段無痕收劍回鞘,反問道:「與我何干?」
楚開容鄭重其事,攤平了雙掌:「迦藍派的老掌門有兩件寶貝,一個是《天霄金剛訣》,另一個,是他的廣冰劍。」
段無痕緩慢站起身:「我雖是劍痴,但不搶人心頭所好。」
楚開容在紙上畫下廣冰劍的劍鞘:「戰國時,天降異象,墜下怪石。那石頭堅硬無比,泛著黑光,諸侯命人用石頭磨劍,足足二十年,劍成,名為廣冰。」
段無痕背對著楚開容。眨眼間,他已經走到了角落,還問:「楚一斬,你邀我前來,是為了偷襲迦藍派的老掌門,盜取他的寶物?」
「非君子所為,」楚開容搖頭嘆息,「我邀你前來,想讓你幫我找到老人家,我親自和他談條件,結個善緣。」
楚開容懷抱著綺蘭,撫過她的一頭柔順青絲,低聲道:「城中惡疾橫行,不過我有三位醫術卓絕的朋友。這場瘟疫,快要鬧到頭了。」
*
楚開容如此信賴衛凌風等人,卻是他們所不知道的。
沈堯和衛凌風輪流煎藥,徹夜未眠。許興修睏乏得不行,抽空去打了個盹,等他醒來,天色大亮,官府的幾位衙役站在藥鋪門前,溫聲客氣道:「衛大夫在嗎?」
衛凌風提著木桶,踏出臺階:「走吧。」
木桶之內,裝了數不清的藥丸。沈堯、許興修、衛凌風,以及那幾位衙役,皆是身負行囊,兵分多路,挨家挨戶地送藥。

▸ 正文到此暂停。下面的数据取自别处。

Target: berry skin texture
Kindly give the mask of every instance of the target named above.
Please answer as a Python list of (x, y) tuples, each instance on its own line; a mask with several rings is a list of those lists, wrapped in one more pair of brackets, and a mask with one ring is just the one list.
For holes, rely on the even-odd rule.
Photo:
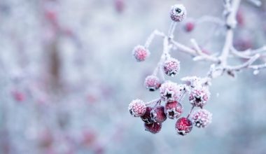
[(180, 91), (176, 83), (166, 81), (160, 88), (160, 94), (163, 101), (173, 102), (180, 97)]
[(153, 123), (154, 121), (152, 120), (151, 116), (150, 116), (150, 112), (152, 111), (153, 108), (150, 106), (147, 106), (146, 108), (146, 112), (145, 113), (141, 116), (141, 120), (147, 124), (150, 124)]
[(150, 112), (151, 119), (156, 122), (162, 122), (167, 120), (167, 115), (164, 113), (164, 107), (163, 106), (158, 106), (155, 107)]
[(187, 118), (183, 117), (177, 120), (176, 122), (176, 130), (180, 135), (186, 135), (190, 132), (193, 127), (192, 122)]
[(186, 23), (185, 30), (187, 32), (190, 32), (191, 31), (192, 31), (194, 29), (194, 27), (195, 27), (195, 23), (194, 22), (188, 22), (187, 23)]
[(209, 90), (202, 87), (196, 87), (190, 94), (189, 101), (194, 106), (202, 108), (209, 100), (210, 93)]
[(176, 4), (172, 6), (170, 18), (174, 22), (181, 22), (186, 18), (187, 11), (182, 4)]
[(137, 46), (134, 48), (132, 54), (137, 62), (143, 62), (150, 55), (150, 52), (145, 47)]
[(144, 85), (150, 91), (155, 91), (159, 89), (161, 83), (157, 76), (148, 76), (145, 78)]
[(167, 118), (170, 119), (178, 118), (183, 113), (182, 105), (177, 101), (167, 102), (164, 110)]
[(164, 62), (163, 69), (167, 75), (174, 76), (179, 73), (180, 62), (176, 59), (170, 58)]
[(191, 119), (195, 126), (204, 128), (211, 122), (212, 114), (205, 109), (199, 109), (194, 111)]
[(158, 133), (162, 129), (162, 123), (144, 123), (145, 130), (148, 131), (153, 134)]
[(144, 115), (146, 106), (142, 100), (134, 99), (129, 104), (128, 110), (132, 116), (139, 117)]

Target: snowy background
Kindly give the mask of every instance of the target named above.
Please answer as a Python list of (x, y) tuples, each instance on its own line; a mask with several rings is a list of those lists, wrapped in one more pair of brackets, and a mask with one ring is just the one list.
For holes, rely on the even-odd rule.
[[(241, 50), (266, 44), (266, 1), (261, 7), (247, 1), (234, 41)], [(206, 106), (213, 122), (185, 136), (176, 134), (175, 120), (154, 135), (130, 115), (132, 99), (158, 96), (143, 82), (162, 39), (144, 62), (132, 50), (154, 29), (167, 31), (176, 3), (186, 6), (187, 20), (223, 18), (222, 0), (0, 0), (0, 153), (265, 153), (266, 70), (213, 80)], [(190, 46), (195, 38), (208, 52), (221, 50), (223, 27), (202, 23), (188, 33), (185, 23), (177, 25), (177, 41)], [(174, 81), (209, 69), (178, 51), (172, 56), (181, 65)]]

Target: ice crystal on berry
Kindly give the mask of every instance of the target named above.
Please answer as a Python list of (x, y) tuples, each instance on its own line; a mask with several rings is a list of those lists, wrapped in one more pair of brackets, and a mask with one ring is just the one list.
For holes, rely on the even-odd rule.
[(157, 122), (162, 122), (167, 118), (164, 113), (164, 107), (163, 106), (157, 106), (150, 113), (151, 118)]
[(150, 52), (144, 46), (137, 46), (134, 48), (132, 54), (137, 62), (142, 62), (150, 55)]
[(145, 78), (144, 85), (150, 91), (155, 91), (160, 88), (161, 83), (157, 76), (152, 75)]
[(154, 122), (154, 123), (144, 123), (145, 130), (153, 134), (158, 133), (162, 129), (162, 123)]
[(144, 115), (146, 106), (142, 100), (134, 99), (129, 104), (128, 110), (132, 116), (139, 117)]
[(194, 111), (192, 121), (195, 126), (200, 128), (205, 127), (211, 122), (212, 114), (205, 109), (199, 109)]
[(154, 121), (152, 120), (151, 116), (150, 116), (150, 112), (152, 111), (153, 108), (150, 106), (147, 106), (146, 109), (145, 113), (141, 116), (141, 120), (145, 122), (145, 123), (153, 123)]
[(190, 132), (192, 127), (192, 122), (187, 118), (181, 118), (176, 122), (176, 130), (181, 135), (186, 135)]
[(176, 101), (169, 102), (165, 104), (165, 113), (167, 118), (170, 119), (178, 118), (182, 112), (182, 105)]
[(180, 62), (176, 59), (170, 58), (164, 62), (163, 69), (167, 75), (174, 76), (179, 72)]
[(189, 101), (192, 105), (202, 108), (206, 104), (209, 97), (210, 93), (207, 88), (198, 86), (193, 88), (190, 92)]
[(178, 100), (180, 97), (180, 91), (176, 83), (166, 81), (160, 88), (160, 93), (163, 101), (172, 102)]
[(182, 4), (176, 4), (172, 6), (170, 17), (173, 21), (181, 22), (183, 20), (186, 14), (186, 8)]

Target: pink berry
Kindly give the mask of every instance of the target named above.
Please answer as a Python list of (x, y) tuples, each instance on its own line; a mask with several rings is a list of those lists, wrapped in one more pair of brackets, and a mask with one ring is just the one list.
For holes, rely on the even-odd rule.
[(163, 64), (164, 73), (170, 76), (174, 76), (178, 74), (180, 70), (180, 62), (174, 58), (169, 58)]
[(182, 4), (176, 4), (172, 6), (170, 17), (174, 22), (181, 22), (184, 20), (186, 16), (186, 10)]
[(148, 49), (142, 46), (136, 46), (132, 52), (137, 62), (144, 61), (150, 55)]
[(176, 83), (166, 81), (160, 88), (160, 93), (163, 101), (173, 102), (178, 100), (180, 97), (180, 91)]
[(182, 105), (176, 101), (169, 102), (165, 104), (165, 113), (170, 119), (178, 118), (182, 112)]
[(205, 109), (197, 110), (192, 115), (192, 121), (199, 128), (205, 127), (211, 122), (211, 119), (212, 114)]
[(162, 123), (154, 122), (154, 123), (144, 123), (145, 130), (153, 134), (158, 133), (162, 129)]
[(183, 117), (177, 120), (176, 130), (178, 134), (186, 135), (190, 132), (192, 128), (192, 122), (187, 118)]
[(128, 110), (134, 117), (139, 117), (144, 115), (146, 108), (144, 102), (141, 99), (134, 99), (128, 106)]
[(185, 25), (185, 30), (188, 32), (190, 32), (194, 29), (195, 23), (192, 22), (188, 22)]
[(157, 76), (148, 76), (145, 78), (144, 85), (150, 91), (155, 91), (160, 88), (161, 83)]
[(167, 118), (163, 106), (157, 106), (150, 112), (151, 119), (156, 122), (162, 122)]
[(209, 100), (210, 93), (209, 90), (202, 87), (196, 87), (190, 92), (189, 101), (194, 106), (202, 108)]
[(147, 124), (150, 124), (153, 123), (154, 121), (152, 120), (151, 116), (150, 116), (150, 112), (153, 110), (153, 108), (150, 106), (147, 106), (146, 108), (146, 112), (144, 115), (141, 116), (141, 120)]

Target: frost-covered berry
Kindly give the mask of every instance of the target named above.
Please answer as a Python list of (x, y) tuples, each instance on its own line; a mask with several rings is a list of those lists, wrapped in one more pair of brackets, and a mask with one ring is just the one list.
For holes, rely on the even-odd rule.
[(209, 90), (199, 86), (192, 90), (189, 96), (189, 101), (192, 106), (202, 108), (206, 104), (209, 97)]
[(174, 76), (178, 74), (180, 70), (180, 62), (174, 58), (169, 58), (163, 64), (164, 73), (170, 76)]
[(145, 130), (148, 131), (153, 134), (158, 133), (162, 129), (162, 123), (144, 123)]
[(172, 6), (170, 17), (173, 21), (181, 22), (186, 16), (187, 12), (186, 8), (182, 4), (176, 4)]
[(144, 85), (150, 91), (155, 91), (160, 88), (161, 83), (157, 76), (152, 75), (145, 78)]
[(136, 61), (142, 62), (150, 55), (150, 52), (145, 47), (142, 46), (137, 46), (134, 48), (132, 54)]
[(151, 119), (156, 122), (162, 122), (167, 118), (163, 106), (157, 106), (150, 112)]
[(205, 127), (211, 122), (212, 114), (205, 109), (199, 109), (194, 111), (191, 119), (195, 126)]
[(177, 134), (181, 135), (186, 135), (190, 132), (192, 127), (192, 122), (190, 120), (185, 117), (178, 119), (176, 123)]
[(178, 118), (183, 112), (182, 105), (177, 101), (167, 102), (164, 108), (167, 116), (170, 119)]
[(195, 27), (195, 23), (193, 22), (188, 22), (185, 24), (185, 30), (187, 32), (190, 32), (194, 29)]
[(134, 99), (128, 106), (128, 110), (134, 117), (139, 117), (144, 115), (146, 109), (145, 103), (141, 99)]
[(160, 88), (160, 94), (163, 101), (173, 102), (180, 97), (180, 91), (176, 83), (166, 81)]
[(153, 108), (150, 106), (147, 106), (146, 108), (146, 112), (145, 113), (141, 116), (141, 120), (145, 122), (145, 123), (153, 123), (154, 121), (151, 119), (150, 116), (150, 112), (153, 110)]

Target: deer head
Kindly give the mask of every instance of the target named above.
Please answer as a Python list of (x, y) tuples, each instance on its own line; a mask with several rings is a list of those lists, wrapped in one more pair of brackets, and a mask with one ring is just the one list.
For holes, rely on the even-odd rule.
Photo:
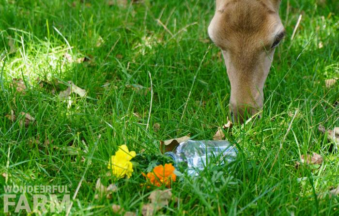
[(285, 35), (279, 4), (280, 0), (216, 0), (208, 34), (226, 65), (233, 120), (242, 123), (262, 110), (263, 86)]

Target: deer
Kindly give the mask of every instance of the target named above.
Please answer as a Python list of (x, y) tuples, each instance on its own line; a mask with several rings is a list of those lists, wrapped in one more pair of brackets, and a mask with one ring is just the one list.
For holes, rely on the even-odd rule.
[(229, 79), (233, 122), (260, 118), (263, 87), (276, 47), (286, 34), (279, 16), (280, 0), (216, 0), (208, 28), (221, 49)]

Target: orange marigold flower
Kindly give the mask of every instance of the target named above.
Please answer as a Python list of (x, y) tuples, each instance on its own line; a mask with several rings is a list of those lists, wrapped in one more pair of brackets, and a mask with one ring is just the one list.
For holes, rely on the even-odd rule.
[(164, 185), (167, 187), (170, 187), (171, 181), (175, 182), (177, 176), (173, 173), (175, 168), (172, 164), (166, 164), (165, 167), (159, 165), (153, 169), (153, 171), (147, 174), (143, 173), (146, 180), (157, 187)]

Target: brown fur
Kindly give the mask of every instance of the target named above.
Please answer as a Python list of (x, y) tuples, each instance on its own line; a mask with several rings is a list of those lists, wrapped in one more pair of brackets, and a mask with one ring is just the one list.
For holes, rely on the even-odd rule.
[(277, 34), (278, 0), (216, 0), (210, 37), (222, 51), (231, 84), (230, 109), (241, 122), (260, 112)]

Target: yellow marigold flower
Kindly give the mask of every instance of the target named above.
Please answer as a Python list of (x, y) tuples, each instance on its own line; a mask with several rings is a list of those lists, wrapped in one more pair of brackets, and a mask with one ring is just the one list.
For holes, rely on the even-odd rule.
[(118, 178), (123, 178), (125, 175), (129, 178), (133, 171), (130, 160), (135, 156), (135, 151), (129, 152), (126, 145), (121, 145), (115, 155), (111, 156), (107, 168), (111, 169), (113, 174)]

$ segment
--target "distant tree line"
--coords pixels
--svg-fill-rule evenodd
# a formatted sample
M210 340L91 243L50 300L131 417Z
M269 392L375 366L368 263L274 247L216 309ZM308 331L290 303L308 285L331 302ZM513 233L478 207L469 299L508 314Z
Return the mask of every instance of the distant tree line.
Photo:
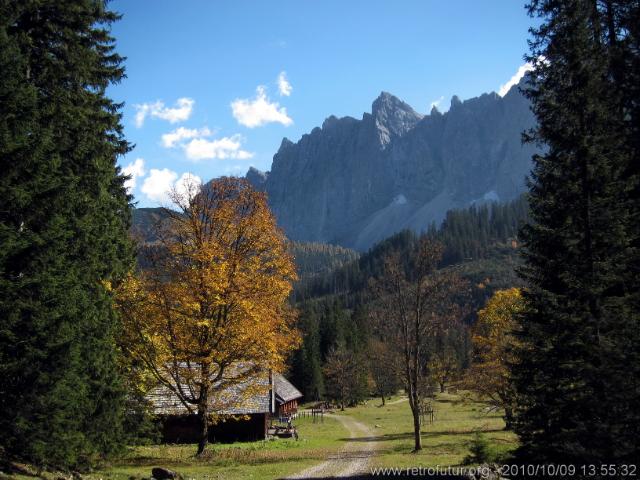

按照官府規定,凡是家中死了人的,必須上繳屍首,統一由官府處理。
然而,沈堯發現,老百姓多以「死者為大」,講究一個「入土為安」。他們不願交出親屬的屍身,在家偷偷舉行了喪禮,白布縞素,哭聲淒涼。
這不行啊,沈堯心想。倘若活人無法避免與死者接觸,那他們丹醫派的一堆藥丸都白做了。
好在,沈堯也遇到了幾戶人家,發病不久,急需就診。沈堯對他們望聞問切,留下藥丸,深藏功與名地離開了。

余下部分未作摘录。